In a k3s
cluster (with multiple control-plane nodes) and with Rancher Longhorn installed, I am observing the following warning for pods that have a pvc with the default longhorn
storage class (output of kubectl get events
, wrapped for better readability):
LAST SEEN TYPE REASON OBJECT
113s Warning FailedMount pod/grafana-6756f6587b-rv2xj
MESSAGE
MountVolume.SetUp failed for volume "pvc-7b6d12e3-132d-4af1-99c0-920ac5af0687" :
rpc error:
code = Aborted
desc = no Pending workload pods for volume pvc-7b6d12e3-132d-4af1-99c0-920ac5af0687
to be mounted: map[Running:[grafana-6756f6587b-rv2xj]]

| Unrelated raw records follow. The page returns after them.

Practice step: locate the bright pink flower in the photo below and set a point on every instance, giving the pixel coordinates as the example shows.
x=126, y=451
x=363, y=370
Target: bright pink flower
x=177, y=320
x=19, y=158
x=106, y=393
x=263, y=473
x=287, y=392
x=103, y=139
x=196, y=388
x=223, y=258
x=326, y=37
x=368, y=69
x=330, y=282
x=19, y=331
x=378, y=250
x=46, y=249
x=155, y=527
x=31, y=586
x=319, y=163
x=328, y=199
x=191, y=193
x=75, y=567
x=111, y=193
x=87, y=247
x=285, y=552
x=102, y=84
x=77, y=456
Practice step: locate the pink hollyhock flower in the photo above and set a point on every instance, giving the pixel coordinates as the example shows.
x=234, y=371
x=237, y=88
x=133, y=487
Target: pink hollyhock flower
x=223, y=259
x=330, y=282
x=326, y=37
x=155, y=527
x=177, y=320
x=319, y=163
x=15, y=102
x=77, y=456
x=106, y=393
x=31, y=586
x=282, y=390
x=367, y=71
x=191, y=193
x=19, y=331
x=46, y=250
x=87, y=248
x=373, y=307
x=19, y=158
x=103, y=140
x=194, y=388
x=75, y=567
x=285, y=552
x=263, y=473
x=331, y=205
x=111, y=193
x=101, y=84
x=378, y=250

What does this recurring warning mean and what action is required to fix it?
At least from what I can see in the pod's container, the volume has been mounted. I already tried restarting the pod and also recreating the pod, but the warning still persists. Also the longhorn dashboard does not show any problems.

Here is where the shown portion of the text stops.